Threats

Send and Receive E-cards Safely

By Kim Boatman

When that Valentine’s Day e-greeting lands in your inbox, you’re sure to feel all warm and fuzzy inside.

After all, someone thought enough of you to send a personal greeting. But the question is whether that someone is thinking nice thoughts about you or considers you a potential victim. E-cards are prime vehicles for distributing viruses and other malware, and the bad guys’ efforts to reach you through these cards skyrocket around such holidays as Valentine’s Day.

They rely on your receptiveness of good-will gestures. “Your first thought is ‘Oh, let me open it,’” says Scott Stevenson, president and CEO of Eliminate ID Theft, an identity protection company. “It’s like getting a present from someone. You’re not going to say, ‘I’m not going to open it.’”

The bad guys are getting trickier
Recently, a recent fraudulent e-greeting card has been making the rounds. It claims to be from Hallmark, the reputable card company. However, the subject line contains a misspelling and reads, “You have received a greeding card!” The email itself, which encourages the recipient to click on links, has several more misspellings. 

But spotting malicious e-cards isn’t always easy, and you can’t count on these sorts of errors to identify them. The bad guys often use social engineering, among other techniques, to try to fool you.
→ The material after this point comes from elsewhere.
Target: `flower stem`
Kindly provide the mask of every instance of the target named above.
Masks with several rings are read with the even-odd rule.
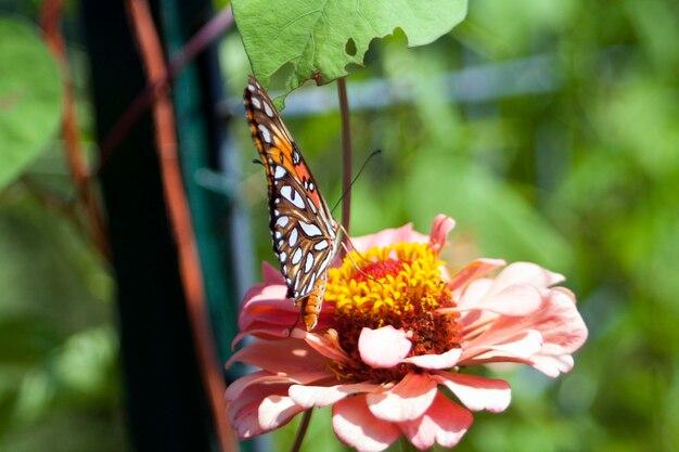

When it comes to e-cards, be wary of these techniques:

• Appears to be familiar or a friend. A greeting might appear to come from someone you know, says John Bonora, owner and founder of Privacy Solution Partners, a privacy consultation and identity theft prevention firm based in New Haven, Conn. The bad guys sometimes go to social networking sites such as Facebook and get identifiable information about a person. They use this information in a greeting card so it appears legitimate.

• Uses common name. Fake e-cards may use more common names in the greeting, says Bonora. For example, a subject line might read, “You have an e-card from Mike!”

• Pretends to be a legitimate card company. Malicious types will send email appearing to come from popular card websites such as Hallmark, American Greetings and Blue Mountain.
• Creates fake e-card websites. Instead of targeting the e-card recipient, some criminals target the person who is sending one. They create fake websites to trap unwary victims, says Bonora. If you try to register at the site, you might be asked to reveal such personal information as a credit card number. Don’t do it!

• Asks you to install software. Most of us expect e-greetings to involve some cute animation. Characters dance to catchy tunes. Hearts float across a screen to a lilting melody.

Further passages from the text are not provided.